San Francisco has a check with Steve Jobs’ name on it.
It’s for a piddling amount — a $174 refund for overpaid parking tickets — and Jobs’ estate has only until March 3 to claim it.
It’s part of the San Francisco Municipal Transportation Authority’s plan to give back a total of $6 million in overpaid parking fines dating back as far as 1995 (before Jobs had even rejoined Apple). If Jobs’ estate doesn’t claim the $174, the money will be gobbled up by SFMTA.
The overpayments come from the 1.5 million tickets per year written by San Francisco meter maids. And Jobs isn’t the only tech guru on the list: Uber CEO Travis Kalanick can claim $510 for four tickets.
“This is their money and they’re due a refund if they want it,” said SFMTA spokesman Paul Rose.
Jobs’ estate was worth $11 billion at the time of his death in 2011, so I doubt his family needs the money. Then again, Jobs was famously one of the “$1 a year” CEOs. By those numbers, $174 is close to two centuries’ worth of work on his part!
Source: NBC Bay Area
Via: Gizmodo
7 responses to “Steve Jobs is still owed $174 for overpaid parking tickets”

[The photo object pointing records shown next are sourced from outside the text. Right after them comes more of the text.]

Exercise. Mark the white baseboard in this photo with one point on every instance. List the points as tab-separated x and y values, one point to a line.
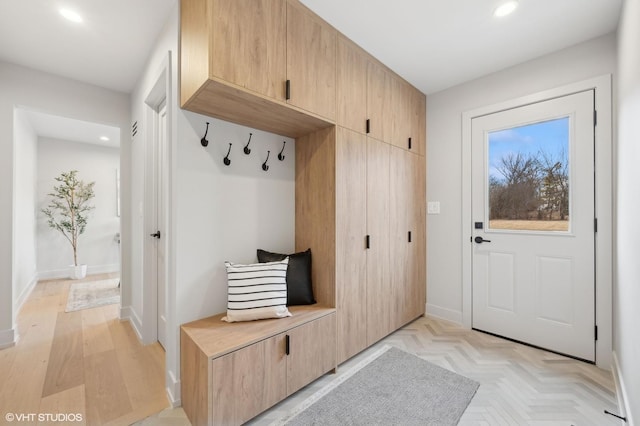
24	295
444	313
127	313
621	391
173	390
91	270
8	338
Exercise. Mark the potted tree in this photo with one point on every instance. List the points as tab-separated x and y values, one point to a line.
68	211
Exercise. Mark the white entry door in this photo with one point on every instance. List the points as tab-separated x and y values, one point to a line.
533	224
160	220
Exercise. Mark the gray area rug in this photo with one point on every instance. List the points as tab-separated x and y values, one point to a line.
393	388
91	294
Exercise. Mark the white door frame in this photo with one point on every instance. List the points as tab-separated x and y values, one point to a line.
159	93
603	199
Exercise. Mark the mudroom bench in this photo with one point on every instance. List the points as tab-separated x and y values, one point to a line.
231	372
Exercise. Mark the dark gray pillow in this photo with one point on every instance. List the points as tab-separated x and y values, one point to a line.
299	286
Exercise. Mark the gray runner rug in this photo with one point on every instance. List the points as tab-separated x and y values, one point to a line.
395	388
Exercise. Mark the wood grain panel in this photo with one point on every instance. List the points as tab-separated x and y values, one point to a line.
215	337
351	254
351	85
316	208
249	44
312	352
227	102
66	358
311	61
380	292
195	18
379	102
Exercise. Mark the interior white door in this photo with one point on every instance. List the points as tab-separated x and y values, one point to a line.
160	221
533	224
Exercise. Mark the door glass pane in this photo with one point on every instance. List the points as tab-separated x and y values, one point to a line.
529	177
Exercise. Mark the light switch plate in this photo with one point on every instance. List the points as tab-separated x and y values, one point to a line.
433	207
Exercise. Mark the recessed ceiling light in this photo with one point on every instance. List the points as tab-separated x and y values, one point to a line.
71	15
505	8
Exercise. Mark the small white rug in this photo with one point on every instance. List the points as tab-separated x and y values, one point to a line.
91	294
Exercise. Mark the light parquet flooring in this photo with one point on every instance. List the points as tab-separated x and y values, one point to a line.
86	362
519	385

Luke: If Steve Jobs took $1 a year, then $174 would be 174 years, not “close to 15”. Sigh… what has happened to basic math?

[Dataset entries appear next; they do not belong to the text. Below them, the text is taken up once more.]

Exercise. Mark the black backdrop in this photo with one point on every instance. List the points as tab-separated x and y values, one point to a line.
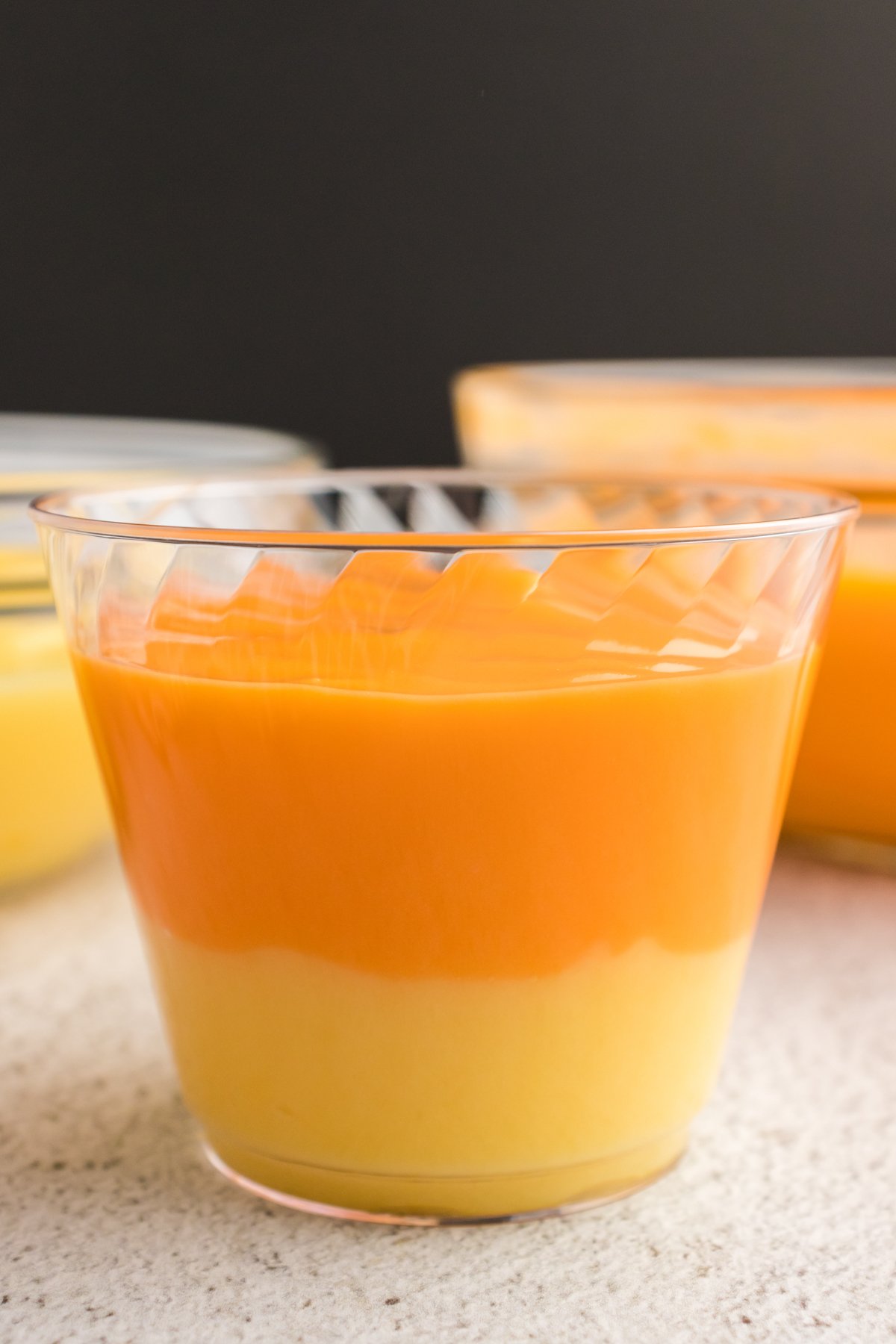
307	214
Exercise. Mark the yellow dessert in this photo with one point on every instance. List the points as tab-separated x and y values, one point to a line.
442	925
52	801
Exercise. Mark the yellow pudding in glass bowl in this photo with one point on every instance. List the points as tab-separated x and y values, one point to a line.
827	423
52	803
447	804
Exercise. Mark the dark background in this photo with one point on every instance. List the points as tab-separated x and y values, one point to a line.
308	214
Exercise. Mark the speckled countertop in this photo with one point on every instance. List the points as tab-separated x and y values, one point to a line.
781	1223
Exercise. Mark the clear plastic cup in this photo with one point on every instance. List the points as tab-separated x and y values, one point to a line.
52	803
829	423
448	806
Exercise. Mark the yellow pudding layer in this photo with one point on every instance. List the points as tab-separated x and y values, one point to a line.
460	1097
52	803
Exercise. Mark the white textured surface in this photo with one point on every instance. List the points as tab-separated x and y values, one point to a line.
780	1226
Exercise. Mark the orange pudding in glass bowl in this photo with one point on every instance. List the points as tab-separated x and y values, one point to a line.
53	809
448	806
818	421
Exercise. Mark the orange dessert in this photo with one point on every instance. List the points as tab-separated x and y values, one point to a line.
447	878
845	777
820	421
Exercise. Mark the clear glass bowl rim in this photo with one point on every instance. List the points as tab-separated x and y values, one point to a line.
50	445
809	510
773	376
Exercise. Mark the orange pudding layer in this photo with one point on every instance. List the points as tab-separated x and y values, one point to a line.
433	927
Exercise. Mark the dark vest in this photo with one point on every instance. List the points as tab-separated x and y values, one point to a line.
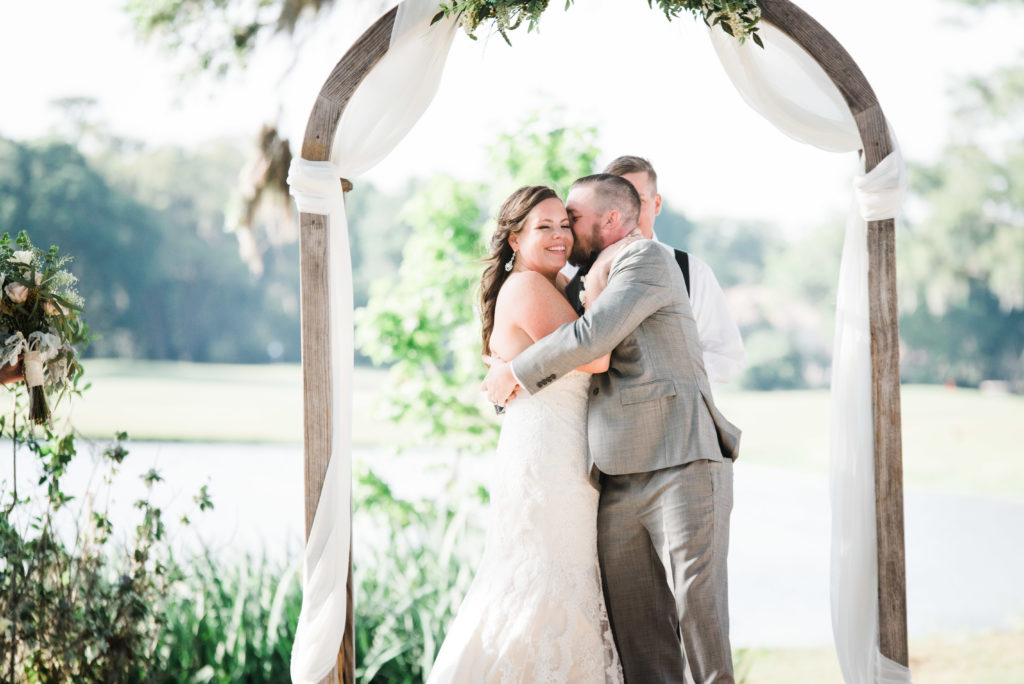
572	289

Ugh. You are 100 percent right. I calculated it as months, not years. My terrible mistake.
Thanks for pointing this out, by the way. The “ugh” was aimed fully at myself.

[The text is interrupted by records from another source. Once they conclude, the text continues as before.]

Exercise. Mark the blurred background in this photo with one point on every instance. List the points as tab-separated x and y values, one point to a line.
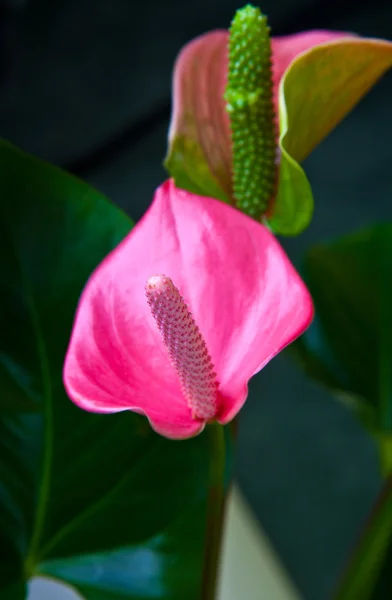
85	84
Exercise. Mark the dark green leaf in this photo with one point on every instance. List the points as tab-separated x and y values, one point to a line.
100	502
349	346
368	575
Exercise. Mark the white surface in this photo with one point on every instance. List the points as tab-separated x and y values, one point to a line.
249	569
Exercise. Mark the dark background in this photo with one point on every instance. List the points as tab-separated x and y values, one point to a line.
86	84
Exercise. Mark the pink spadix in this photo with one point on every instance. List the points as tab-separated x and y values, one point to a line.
185	345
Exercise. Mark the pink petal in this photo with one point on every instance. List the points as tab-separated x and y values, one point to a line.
245	295
198	112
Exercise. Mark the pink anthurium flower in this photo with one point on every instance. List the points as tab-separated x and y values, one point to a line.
177	319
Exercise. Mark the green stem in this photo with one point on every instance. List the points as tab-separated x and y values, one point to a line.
385	452
215	510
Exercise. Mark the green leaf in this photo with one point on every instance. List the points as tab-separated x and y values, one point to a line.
320	87
293	205
349	346
368	575
99	501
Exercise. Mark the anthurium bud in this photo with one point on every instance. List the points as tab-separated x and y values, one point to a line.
249	97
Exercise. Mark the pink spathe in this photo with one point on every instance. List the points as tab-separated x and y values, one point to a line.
244	295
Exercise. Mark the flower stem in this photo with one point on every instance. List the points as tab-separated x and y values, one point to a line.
215	510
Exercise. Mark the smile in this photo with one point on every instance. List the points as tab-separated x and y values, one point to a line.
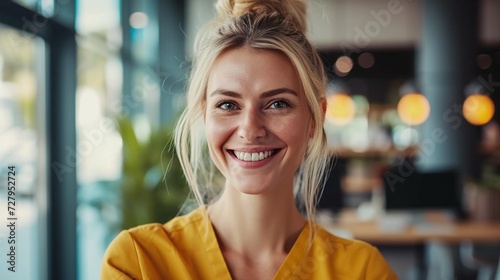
253	156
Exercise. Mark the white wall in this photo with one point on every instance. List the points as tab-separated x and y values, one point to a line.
337	23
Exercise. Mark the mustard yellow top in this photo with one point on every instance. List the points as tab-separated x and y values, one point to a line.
187	248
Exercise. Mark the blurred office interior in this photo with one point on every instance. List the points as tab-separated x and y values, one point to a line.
90	91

Steve had stock benefits and other assets worth millions of $USD. So the $1.00 a year is a tad bit misleading.
I know that was the case. I was joking about the chances Steve would have desperately needed the $174. But you’re absolutely right that few of these $1 CEOs actually make only $1 per year.
Yeah. I’d take the $1.00 too if I could also get a few hundred thousand of Apple’s stock!